Hadirin yang saya muliakan.
Tantangan kita di Aceh, di Indonesia, bahkan di semua negara yang memakai sistem demokrasi ialah bagaimana memadukan demokrasi dengan meritokrasi. Pemimpin yang lemah hanya akan melanggengkan struktur yang korup, memiskinkan, dan menindas. Agensi yang kuat hanya bisa muncul dari sistem meritokrasi, baik itu dari demokrasi elektoral ataupun yang bukan. Karena urat nadi demokrasi adalah partai politik, sudah saatnya partai-partai memiliki sekolah kader dan sistem pengkaderan yang ketat sehingga yang muncul adalah politisi yang memiliki kemampuan. Untuk konteks Aceh, kita lebih beruntung karena memiliki partai lokal yang tidak terikat dengan kepentingan oligarki yang ada di level nasional. Persoalan di Aceh tak bisa diselesaikan oleh satu orang, tapi harus kolektif. Kita perlu pemimpin di legislatif yang tahu cara membuat regulasi yang bijak, menyusun anggaran, dan melakukan pengawasan, sebagaimana kita memerlukan pemimpin eksekutif yang bijak dan berani mengambil keputusan berat demi kebaikan Aceh jangka panjang, walaupun itu membuat ia tak disukai banyak orang. Inilah alasan kenapa bagi Aristoteles, ilmu yang paling sukar itu adalah ilmu politik, karena baginya ilmu politik adalah seni mendistribusikan keadilan. Dan tidak sembarangan orang bisa melakukan itu.

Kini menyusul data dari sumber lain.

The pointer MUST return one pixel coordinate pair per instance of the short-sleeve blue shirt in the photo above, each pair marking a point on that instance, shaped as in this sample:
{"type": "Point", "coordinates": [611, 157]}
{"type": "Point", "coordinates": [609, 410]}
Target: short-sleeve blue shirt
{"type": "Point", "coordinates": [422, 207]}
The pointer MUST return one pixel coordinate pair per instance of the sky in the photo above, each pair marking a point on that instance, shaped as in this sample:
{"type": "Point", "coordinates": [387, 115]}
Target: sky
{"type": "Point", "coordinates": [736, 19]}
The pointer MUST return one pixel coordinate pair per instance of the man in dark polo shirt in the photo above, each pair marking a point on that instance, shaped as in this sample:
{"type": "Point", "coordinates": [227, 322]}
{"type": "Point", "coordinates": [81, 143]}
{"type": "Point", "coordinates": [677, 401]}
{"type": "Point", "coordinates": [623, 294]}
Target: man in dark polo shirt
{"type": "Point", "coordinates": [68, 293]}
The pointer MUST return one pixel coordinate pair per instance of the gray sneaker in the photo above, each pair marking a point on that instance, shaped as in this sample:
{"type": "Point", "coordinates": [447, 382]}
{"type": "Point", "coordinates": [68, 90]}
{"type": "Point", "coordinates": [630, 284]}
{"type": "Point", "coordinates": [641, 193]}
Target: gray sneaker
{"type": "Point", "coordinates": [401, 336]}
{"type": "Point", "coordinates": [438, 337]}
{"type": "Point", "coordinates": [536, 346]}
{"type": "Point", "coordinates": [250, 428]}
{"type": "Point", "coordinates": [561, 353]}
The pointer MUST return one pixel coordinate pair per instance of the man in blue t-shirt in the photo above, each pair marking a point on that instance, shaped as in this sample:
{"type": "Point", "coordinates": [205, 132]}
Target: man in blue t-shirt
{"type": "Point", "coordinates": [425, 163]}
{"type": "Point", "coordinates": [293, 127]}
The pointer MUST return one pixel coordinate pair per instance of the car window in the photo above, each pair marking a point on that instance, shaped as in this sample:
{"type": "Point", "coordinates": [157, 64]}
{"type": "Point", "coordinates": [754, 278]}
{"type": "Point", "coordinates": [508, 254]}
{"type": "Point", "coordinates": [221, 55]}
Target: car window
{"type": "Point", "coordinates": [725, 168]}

Terakhir, sebagai penutup, izinkan saya mengutip penggalan firman Tuhan:
“…Sesungguhnya Allah tidak mengubah keadaan sesuatu kaum sehingga mereka mengubah keadaan yang ada pada diri mereka sendiri. Dan apabila Allah menghendaki keburukan terhadap sesuatu kaum, maka tak ada yang dapat menolaknya; dan sekali-kali tak ada pelindung bagi mereka selain Dia” (QS Ar-Ra’d: 11).
Semoga Allah SWT selalu melindungi kita dari keburukan.